# Web scraping Trump lies from an [article](https://www.nytimes.com/interactive/2017/06/23/opinion/trumps-lies.html)

## Import libraries

In [22]:
# Import libraries
import requests
from bs4 import BeautifulSoup
import pandas as pd
import datetime

## Fetch HTML response for the article

In [5]:
# Fetch HTML response for the article
response = requests.get('https://www.nytimes.com/interactive/2017/06/23/opinion/trumps-lies.html')
# Check if the response is success, otherwise print relevant message.
if not response.ok:
    print('Cannot read article. Please check the url of the article.')
else:
    print(len(response.text))

249378


## Create BeautifulSoup object from the response

In [6]:
# Create BeautifulSoup object from the response
soup_obj = BeautifulSoup(response.text, 'html.parser')

## Find all spans with class 'short-desc'

In [7]:
# Find all spans with class 'short-desc'
lies = soup_obj.find_all('span', attrs={'class':'short-desc'})
# Display count of lies
print(len(lies))

180


There are total of 180 lies in this article which were told by Trump.

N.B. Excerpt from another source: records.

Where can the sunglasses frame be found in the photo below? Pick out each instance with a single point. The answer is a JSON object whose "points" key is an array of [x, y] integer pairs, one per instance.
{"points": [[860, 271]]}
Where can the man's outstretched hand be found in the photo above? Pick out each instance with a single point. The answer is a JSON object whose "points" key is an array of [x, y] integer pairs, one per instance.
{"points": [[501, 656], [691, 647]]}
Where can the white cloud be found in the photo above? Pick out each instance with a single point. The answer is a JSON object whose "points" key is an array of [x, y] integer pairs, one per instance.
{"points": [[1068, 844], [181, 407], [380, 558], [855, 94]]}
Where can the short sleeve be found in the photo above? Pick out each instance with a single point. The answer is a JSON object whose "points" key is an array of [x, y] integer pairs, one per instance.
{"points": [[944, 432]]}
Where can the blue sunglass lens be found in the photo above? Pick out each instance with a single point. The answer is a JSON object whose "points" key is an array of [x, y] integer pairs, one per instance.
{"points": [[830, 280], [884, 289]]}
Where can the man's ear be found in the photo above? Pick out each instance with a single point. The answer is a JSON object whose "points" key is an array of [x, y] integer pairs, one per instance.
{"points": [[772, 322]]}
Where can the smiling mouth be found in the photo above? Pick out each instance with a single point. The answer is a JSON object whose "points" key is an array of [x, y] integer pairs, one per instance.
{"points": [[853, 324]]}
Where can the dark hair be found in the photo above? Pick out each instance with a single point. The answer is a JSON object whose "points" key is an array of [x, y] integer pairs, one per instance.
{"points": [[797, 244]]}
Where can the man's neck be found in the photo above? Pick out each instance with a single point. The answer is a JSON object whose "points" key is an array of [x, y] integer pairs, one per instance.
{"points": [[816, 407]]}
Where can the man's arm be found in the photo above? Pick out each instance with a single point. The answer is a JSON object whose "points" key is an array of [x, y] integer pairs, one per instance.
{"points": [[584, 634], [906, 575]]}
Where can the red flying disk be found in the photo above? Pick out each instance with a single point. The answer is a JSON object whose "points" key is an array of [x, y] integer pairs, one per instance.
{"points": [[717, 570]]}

Let's now fetch actual lie with date and truth with link for each lie.

In [8]:
# Analyse the structure by looking at 1 or 2 item from the lies list
print(lies[0])

<span class="short-desc"><strong>Jan. 21 </strong>“I wasn't a fan of Iraq. I didn't want to go into Iraq.” <span class="short-truth"><a href="https://www.buzzfeed.com/andrewkaczynski/in-2002-donald-trump-said-he-supported-invading-iraq-on-the" target="_blank">(He was for an invasion before he was against it.)</a></span></span>


In [9]:
print(lies[1])

<span class="short-desc"><strong>Jan. 21 </strong>“A reporter for Time magazine — and I have been on their cover 14 or 15 times. I think we have the all-time record in the history of Time magazine.” <span class="short-truth"><a href="http://nation.time.com/2013/11/06/10-things-you-didnt-know-about-time/" target="_blank">(Trump was on the cover 11 times and Nixon appeared 55 times.)</a></span></span>


As we can observe from above 2 items, the structure is as following:
+ _Date_: It is inside <strong> tag
+ _Lie_: It is 2nd item in the "short-desc" span
+ _Truth_: It is the value of <a> tag
+ _Truth link_: It is the "href" value of <a> tag

## Fetch required information from lies list.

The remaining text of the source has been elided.